Prometheus alert tagging issue - multiple servers

216 views
Skip to first unread message

mohan garden

unread,
Apr 2, 2024, 12:15:39 PM4/2/24
to Prometheus Users
Dear Prometheus Community,
I am reaching out regarding an issue i have encountered with  prometheus alert tagging, specifically while creating tickets in Opsgenie.


I have configured alertmanager  to send alerts to Opsgenie as , the configuration as :
photo001.pngi ticket is generated with expected description and tags as - 
photo002.png

Now, by default the alerts are grouped by the alert name( default behavior).So when the similar event happens on a different server i see that the description is updated as:
photo003.png
but the tag on the ticket remains same, 
expected behavior: criteria=..., host=108, host=114, infra.....support 

I have set update_alert and send_resolved settings to true.
I am not sure that in order to make it work as expected, If i need additional configuration at opsgenie or at the alertmanager. 

I would appreciate any insight or guidance on the method to resolve this issue and ensure that alerts for different servers are correctly tagged in Opsgenie.

Thank you in advance.
Regards,
CP

Brian Candler

unread,
Apr 2, 2024, 1:16:36 PM4/2/24
to Prometheus Users
FYI, those images are unreadable - copy-pasted text would be much better.

My guess, though, is that you probably don't want to group alerts before sending them to opsgenie.
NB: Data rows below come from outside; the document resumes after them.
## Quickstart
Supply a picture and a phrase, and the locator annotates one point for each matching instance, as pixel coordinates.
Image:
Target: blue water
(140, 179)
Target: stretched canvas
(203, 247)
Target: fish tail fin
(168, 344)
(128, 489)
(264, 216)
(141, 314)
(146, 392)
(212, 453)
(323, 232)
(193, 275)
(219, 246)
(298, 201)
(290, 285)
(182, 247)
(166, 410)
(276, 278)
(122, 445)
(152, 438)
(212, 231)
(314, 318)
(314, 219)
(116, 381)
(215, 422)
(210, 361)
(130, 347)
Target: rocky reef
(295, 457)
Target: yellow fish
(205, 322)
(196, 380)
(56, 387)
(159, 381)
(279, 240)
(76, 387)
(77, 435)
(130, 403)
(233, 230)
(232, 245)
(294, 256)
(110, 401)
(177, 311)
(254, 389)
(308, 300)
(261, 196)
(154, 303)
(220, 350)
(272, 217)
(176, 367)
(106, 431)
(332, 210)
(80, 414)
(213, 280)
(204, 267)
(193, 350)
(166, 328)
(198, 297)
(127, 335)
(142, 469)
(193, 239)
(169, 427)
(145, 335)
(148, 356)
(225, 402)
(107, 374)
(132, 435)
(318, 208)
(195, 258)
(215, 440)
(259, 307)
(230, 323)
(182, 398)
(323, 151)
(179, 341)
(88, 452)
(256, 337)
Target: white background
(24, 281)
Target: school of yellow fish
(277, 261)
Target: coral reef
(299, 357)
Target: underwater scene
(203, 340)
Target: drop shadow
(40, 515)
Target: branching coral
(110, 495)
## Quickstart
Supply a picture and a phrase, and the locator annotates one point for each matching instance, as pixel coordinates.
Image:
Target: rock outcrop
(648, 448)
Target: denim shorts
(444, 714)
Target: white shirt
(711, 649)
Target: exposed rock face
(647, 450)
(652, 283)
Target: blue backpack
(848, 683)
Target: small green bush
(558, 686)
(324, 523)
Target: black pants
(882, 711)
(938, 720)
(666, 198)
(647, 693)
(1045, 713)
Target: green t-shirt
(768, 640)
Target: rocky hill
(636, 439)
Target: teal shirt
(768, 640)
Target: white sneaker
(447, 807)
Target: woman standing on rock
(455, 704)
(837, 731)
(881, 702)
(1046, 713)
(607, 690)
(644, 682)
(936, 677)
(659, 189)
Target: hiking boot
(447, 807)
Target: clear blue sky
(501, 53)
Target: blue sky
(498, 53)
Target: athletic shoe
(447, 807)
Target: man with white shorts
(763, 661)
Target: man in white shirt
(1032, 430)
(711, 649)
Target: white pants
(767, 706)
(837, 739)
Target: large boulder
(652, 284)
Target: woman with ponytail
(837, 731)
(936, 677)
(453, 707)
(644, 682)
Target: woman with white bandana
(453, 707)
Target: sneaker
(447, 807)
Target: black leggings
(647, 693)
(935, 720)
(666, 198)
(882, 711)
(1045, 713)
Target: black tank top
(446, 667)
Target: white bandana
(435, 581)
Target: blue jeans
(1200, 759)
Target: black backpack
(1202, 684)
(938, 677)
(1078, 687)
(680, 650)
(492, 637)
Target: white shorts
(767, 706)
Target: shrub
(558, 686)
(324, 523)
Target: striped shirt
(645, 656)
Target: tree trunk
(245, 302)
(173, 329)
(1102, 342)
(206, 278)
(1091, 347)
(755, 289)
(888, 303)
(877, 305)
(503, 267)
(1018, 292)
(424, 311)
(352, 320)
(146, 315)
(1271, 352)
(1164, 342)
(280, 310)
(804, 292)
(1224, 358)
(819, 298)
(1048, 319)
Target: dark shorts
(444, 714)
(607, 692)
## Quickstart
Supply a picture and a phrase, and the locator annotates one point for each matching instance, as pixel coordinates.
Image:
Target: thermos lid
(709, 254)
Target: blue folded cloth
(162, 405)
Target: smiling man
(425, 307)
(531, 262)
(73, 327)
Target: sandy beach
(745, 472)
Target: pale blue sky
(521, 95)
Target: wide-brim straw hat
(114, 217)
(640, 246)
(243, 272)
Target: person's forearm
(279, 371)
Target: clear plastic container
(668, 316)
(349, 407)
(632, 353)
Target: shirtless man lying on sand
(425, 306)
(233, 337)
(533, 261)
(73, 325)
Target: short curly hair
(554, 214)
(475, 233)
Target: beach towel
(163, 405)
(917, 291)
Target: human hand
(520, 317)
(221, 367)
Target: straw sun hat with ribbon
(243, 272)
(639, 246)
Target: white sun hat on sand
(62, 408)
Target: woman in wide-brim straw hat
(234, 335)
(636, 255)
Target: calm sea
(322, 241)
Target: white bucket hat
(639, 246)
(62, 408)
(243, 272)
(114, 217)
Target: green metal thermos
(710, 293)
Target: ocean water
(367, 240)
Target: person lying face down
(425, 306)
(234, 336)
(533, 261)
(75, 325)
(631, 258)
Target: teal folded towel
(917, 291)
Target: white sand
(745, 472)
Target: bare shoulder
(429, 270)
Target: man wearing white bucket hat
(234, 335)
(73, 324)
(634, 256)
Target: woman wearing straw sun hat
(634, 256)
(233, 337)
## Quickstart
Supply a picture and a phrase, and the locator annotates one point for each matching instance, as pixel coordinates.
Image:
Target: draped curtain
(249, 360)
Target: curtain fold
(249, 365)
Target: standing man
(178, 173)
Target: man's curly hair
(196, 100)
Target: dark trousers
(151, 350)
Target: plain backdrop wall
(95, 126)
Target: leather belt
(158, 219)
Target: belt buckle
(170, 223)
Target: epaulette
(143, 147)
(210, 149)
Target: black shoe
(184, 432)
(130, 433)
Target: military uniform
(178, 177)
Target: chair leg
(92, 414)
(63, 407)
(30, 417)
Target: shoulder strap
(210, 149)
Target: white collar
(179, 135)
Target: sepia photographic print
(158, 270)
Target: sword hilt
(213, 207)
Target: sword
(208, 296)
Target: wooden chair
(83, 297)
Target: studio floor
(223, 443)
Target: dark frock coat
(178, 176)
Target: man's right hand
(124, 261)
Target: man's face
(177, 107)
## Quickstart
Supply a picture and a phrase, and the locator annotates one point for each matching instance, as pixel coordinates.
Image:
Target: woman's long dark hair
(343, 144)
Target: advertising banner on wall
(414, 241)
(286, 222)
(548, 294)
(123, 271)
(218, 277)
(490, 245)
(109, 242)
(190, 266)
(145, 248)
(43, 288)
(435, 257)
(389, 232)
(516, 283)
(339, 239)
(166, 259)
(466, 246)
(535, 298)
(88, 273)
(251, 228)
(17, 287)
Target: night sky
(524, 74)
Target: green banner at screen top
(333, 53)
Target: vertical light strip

You haven't shown your full alertmanager config, but if you have a line like

   group_by: ['alertname']

then try

   group_by: ["..."]

(literally, exactly that: a single string containing three dots, inside square brackets)

mohan garden

unread,
Apr 3, 2024, 4:07:12 AM4/3/24
to Prometheus Users
Hi Brian, 
Thank you for the response, Here are some more details, hope this will help you in gaining more understanding into the configuration and method i am using to generate tags :


1. We collect data from the node exporter, and have created some rules around the collected data. Here is one example - 
    - alert: "Local Disk usage has reached 50%"
      expr: (round( node_filesystem_avail_bytes{mountpoint=~"/dev.*|/sys*|/|/home|/tmp|/var.*|/boot.*",} / node_filesystem_size_bytes{mountpoint=~"/dev.*|/sys*|/|/home|/tmp|/var.*|/boot.*"} * 100  ,0.1) >= y ) and (round( node_filesystem_avail_bytes{mountpoint=~"/dev.*|/sys*|/|/home|/tmp|/var.*|/boot.*"} / node_filesystem_size_bytes{mountpoint=~"/dev.*|/sys*|/|/home|/tmp|/var.*|/boot.*"} * 100  ,0.1) <= z )
      for: 5m
      labels:
        criteria: overuse
        severity: critical
        team: support

      annotations:
        summary: "{{ $labels.instance }} 's  ({{ $labels.device }}) has low space."
        description: "space on {{ $labels.mountpoint }} file system at {{ $labels.instance }} server = {{ $value }}%."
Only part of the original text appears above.